September 30, 2023

AMONG THE SOUTHERN Cordis, there is this Expression (EXPR) – when said or uttered, usually at the end of an Advice or ending Paragraph, has a soothing, cooling, and importantly ‘powerful’ touch or effect on the recipient or ‘patient’. This is the EXPR and our topic today: Kasiyato (Ibaloi) or Kasiyana (in Kankana-ey, and in other related languages).
IT IS ‘SOMEWHAT’ related to the Tagalog expression maaayos din yan (Literally, “that shall be fixed”); or maybe the Iluko maiurnos (“will be arranged”, or “shall be in order”) as in: Di kayo agdanag, maiurnos min to ti pagsasaritaan mi.) (Lit. “Don’t worry, we shall arrange in-order our agreements.”). Still, with these examples, we feel there’s something ‘more’ in Kasiyato or Kasiyana – not ‘captured’ by our above illustrations of the Tagalog maaasyos and the Iluko maiurnos. So, let’s try English. What about:
“EVERYTHING SHALL COME to-order”(?) or, “(These) shall fructify to a final happy/favourable End”(?) or “Things shall – by themselves, get fixed (or be in-order)”(?)
SO IF YOU are a user of the EXPR Kasiyato or Kasiyana, are you satisfied with our English renditions? I tried to ask some Informants, and ‘native’ speakers/users too – of the aforesaid expressions. Here are some of what they say:
KASIYATO? I USUALLY hear that from old folks giving advices to a nan ngilin (newlyweds, traditional style); like: ‘pan obda kayo.. Kasiyato, on baknang kayo..’ (Lit. “you work hard.. you’ll see.. you’ll be rich..”). -Informant Belino B. Lackias, Personal Interview, Binga, Itogon, October 09, 2019.
INFORMANT REYNOLD RHODA relates of what an Elder said to him after he lost his bid for an elective position: adi kan unay nemnemnemen di, kasiyana, mabotasan ka met laeng is tapin di agew! (“Don’t think so much about it, you’ll see.. you’ll get elected someday!”).
WHEN I ASKED ‘Uncle Pat’ Cuilan about the English renditions I’ve provided Supra., he said: “Yes, Yes.. can be; but not just one of those… all of those. You know, of course, that when one says Kasiyato.. he is as if giving some kind of assurance!”
FOR YOUR OWN analyses and mine, let’s cite some situation-examples where Kasiyato/Kasiyana may be applicable:
TWO YOUNG PARENTS are conversing. Says the husband: “Our two kids, always quarrel. The older one often makes his younger brother cry.. but sometimes, the younger brother fights and, you know.. xxx”

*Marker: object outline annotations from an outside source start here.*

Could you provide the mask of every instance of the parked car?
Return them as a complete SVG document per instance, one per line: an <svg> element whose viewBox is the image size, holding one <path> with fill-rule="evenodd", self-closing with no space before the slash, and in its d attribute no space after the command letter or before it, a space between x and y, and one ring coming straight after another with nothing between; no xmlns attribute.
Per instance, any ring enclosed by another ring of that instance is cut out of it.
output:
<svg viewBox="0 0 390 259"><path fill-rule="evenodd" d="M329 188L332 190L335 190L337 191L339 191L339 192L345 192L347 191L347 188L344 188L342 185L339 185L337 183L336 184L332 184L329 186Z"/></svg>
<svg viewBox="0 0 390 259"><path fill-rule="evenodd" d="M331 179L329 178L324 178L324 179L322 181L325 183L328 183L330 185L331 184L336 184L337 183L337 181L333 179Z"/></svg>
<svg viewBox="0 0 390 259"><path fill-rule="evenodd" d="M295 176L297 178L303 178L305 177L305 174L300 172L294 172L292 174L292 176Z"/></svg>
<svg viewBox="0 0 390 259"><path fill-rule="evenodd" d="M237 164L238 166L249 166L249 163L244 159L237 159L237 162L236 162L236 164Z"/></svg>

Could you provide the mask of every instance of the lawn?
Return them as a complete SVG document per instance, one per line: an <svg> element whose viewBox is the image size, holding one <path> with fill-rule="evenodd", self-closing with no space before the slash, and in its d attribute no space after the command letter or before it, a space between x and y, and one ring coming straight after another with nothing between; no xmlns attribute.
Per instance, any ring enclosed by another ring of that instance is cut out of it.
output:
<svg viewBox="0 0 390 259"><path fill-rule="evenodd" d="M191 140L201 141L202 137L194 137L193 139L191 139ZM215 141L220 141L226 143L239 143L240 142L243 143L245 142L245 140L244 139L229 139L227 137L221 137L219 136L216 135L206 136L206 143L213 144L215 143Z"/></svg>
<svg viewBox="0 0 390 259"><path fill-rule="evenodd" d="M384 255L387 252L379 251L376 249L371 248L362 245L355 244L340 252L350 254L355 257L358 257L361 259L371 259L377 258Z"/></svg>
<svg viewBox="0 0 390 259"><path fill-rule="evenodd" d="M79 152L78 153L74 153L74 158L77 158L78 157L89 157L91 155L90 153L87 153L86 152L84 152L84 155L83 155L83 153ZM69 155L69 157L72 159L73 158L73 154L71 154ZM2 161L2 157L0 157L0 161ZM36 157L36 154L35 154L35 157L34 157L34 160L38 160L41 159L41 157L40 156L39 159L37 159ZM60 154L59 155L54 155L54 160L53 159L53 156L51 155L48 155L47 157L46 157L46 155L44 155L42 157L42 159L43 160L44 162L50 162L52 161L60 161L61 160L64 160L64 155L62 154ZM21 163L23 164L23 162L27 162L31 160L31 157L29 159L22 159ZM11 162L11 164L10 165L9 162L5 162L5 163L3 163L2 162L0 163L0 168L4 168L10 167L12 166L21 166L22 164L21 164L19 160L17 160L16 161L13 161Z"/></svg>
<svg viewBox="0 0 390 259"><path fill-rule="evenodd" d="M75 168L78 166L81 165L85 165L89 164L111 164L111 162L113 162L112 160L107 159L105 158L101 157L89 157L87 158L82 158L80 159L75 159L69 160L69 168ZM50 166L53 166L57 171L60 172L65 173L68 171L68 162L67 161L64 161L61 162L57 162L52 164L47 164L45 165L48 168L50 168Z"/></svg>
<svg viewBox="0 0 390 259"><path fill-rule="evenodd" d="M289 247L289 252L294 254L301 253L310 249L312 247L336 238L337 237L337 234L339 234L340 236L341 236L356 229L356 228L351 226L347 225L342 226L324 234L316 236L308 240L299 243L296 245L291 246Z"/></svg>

THE WIFE JOINS in saying, “yes, and when the younger one gets angry, he just picks up any object near, to throw to his manong.. we get very worried each time they do these things.. xxx”
AND A LISTENING uncle calmly said: “Yes, be watchful that they don’t hurt each other.. especially that they’re both at those tender ages.. Kasiyato.. (n.b. in this Context, the meaning come close to “Don’t worry..”), they’ll change as they grow up. You’ll be surprised, they’ll even protect each other!”
ANOTHER SITUATION-EXAMPLE: two old men, retirable, but still actively engaged in Agro-farming i.e. a little gardening, planting fruit trees, and tending to domesticates – some fowls, hogs, goats.
SAYS JOHN, THE older one: ara, akak, on bakbaknang nem… (“EXPR, “why I don’t get rich any..”). I’ve been trying to work hard towards that for years.. but up to now.. xxx”. Smiling and nodding,
THORAB BENT, THE younger one answered: “but we are, aren’t we? Because we eat ‘three square meals’ a day – as the Filipino saying goes..
“YOU REMEMBER STILL what uncle Gusting used to tell us each time we visited him at his house at Pahdok: kenshatto.. mayol e anos. Umbaknang kayo ngo reshan, no Kasiyato!” (That’s the way it is.. patience is best. You’ll get wealthy, if you’re destined to!”)
‘IF YOU’RE DESTINED to’ is our translation contextual of our EXPR in this second Example. So,
‘FURTHER AND DEEPER therefore are the meanings and implications of Kasiyato or Kasiyana – with well-wish and positive favours on the ‘Patient’, or the one receiving it! Ayuhh!